Recently I am learning to use PyTorch to solve a maximum likelihood problem as described below, and I got a problem with the updates of the parameters.

- Data Description

The data comes from the function`sample_data`

. It contains 10000 observed value of a random variable, each value denotes the interval it lies.

```
import numpy as np
def sample_data():
count = 10000
rand = np.random.RandomState(0)
a = 0.3 + 0.1 * rand.randn(count)
b = 0.8 + 0.05 * rand.randn(count)
mask = rand.rand(count) < 0.5
samples = np.clip(a * mask + b * (1 - mask), 0.0, 1.0)
return np.digitize(samples, np.linspace(0.0, 1.0, 100))
```

- Problem Description

for these observed data, I used the maximum likelihood method with the softmax function to fit the distribution of each interval from 0 - 100.

Here x_i is an One-hot encoding vector of the same size with θ, and my reasoning processing for the maximum likelihood is in the below pic.

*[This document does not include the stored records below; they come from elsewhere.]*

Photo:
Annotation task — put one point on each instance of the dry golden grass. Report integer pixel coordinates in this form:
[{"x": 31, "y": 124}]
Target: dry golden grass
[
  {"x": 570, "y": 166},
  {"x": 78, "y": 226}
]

- Problem with PyTorch implementation

Here is my implementation for this problem

```
import torch
import torch.nn as nn
from collections import Counter
def sum_x(x):
dict_item = Counter(x)
keys_item = dict_item.keys()
input_of_x = np.zeros((100, 1))
for key in keys_item:
input_of_x[key, 0] = dict_item[key]
return input_of_x
def loss_function(theta, x_fre):
x = torch.from_numpy(x_fre).float()
loss = -1/8000 * torch.mm(theta, x) + torch.log(torch.mm(torch.exp(theta), x))
return loss
X = sample_data()
X_train, X_test = X[:8000], X[8000:]
x_fre = sum_x(X_train)
loss_list = []
theta = torch.zeros((1, 100), requires_grad = True).float()
optimizer = torch.optim.Adam([theta], lr=0.001)
for index in range(1000):
loss = loss_function(theta, x_fre)
loss.backward()
optimizer.step()
optimizer.zero_grad()
loss_list.append(loss)
plt.plot(range(len(loss_list)), loss_list)
plt.show()
```

and the result is show as below

but the prob distribution should have the shape like mixed of two gaussian for

It makes me confusing for days. Is anywhere I made a mistake?

Thanks for anyone who can help me with this.